Thaung Tun, an editor, reporter, and poet more widely known by his pen name Nyein Thit, was sentenced to eight years in prison in October 1999 for his role in producing unauthorized video documentaries that portrayed the hardship of life in Burma under military rule. His work included stark footage of forced labor and impoverished conditions in rural areas.
He was freed along with nearly 3000 prisoners on Wednesday, including at least 20 who were imprisoned for political crimes, according to international press reports. CPJ awarded Thaung Tun and his videographer colleague Aung Pwint its International Press Freedom Awards in 2004 for their courage in upholding press freedom in a country that CPJ ranked as the second most censored in the world in 2006. Aung Pwint was released in July 2005.

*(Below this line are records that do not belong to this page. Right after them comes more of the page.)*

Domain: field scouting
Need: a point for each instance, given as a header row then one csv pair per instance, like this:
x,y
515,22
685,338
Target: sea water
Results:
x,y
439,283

Before Thaung Tun’s release, Burma was the fifth leading jailer of journalists in the world, according to recent CPJ research. Among those imprisoned is 77-year-old U Win Tin, who has served more than 17 years on various antistate charges. Most recently, the military junta sentenced journalists Thaung Sein and Ko Kyaw Thwin to three years in prison in March 2005 for videotaping on the outskirts of the country’s restricted new capital, Pyinmana.
The country’s already abysmal prison conditions have worsened since prison monitoring by the International Committee of the Red Cross was curtailed by the government in December 2005, according to the Assistance Association for Political Prisoners in Burma, which is based in neighboring Thailand.
Two other CPJ Press Freedom Award recipients remain in jail. Shi Tao, an editor for Dangdai Shang Bao who was honored in 2005, is serving a 10-year sentence in China on charges of “leaking state secrets abroad.” In Eritrea, Fesshaye “Joshua” Yohannes, publisher and founding editor of Setit, was jailed in September 2001 as part of crackdown on the private press. Little is known of his whereabouts or state of health. He was awarded a CPJ International Press Freedom Award in 2002.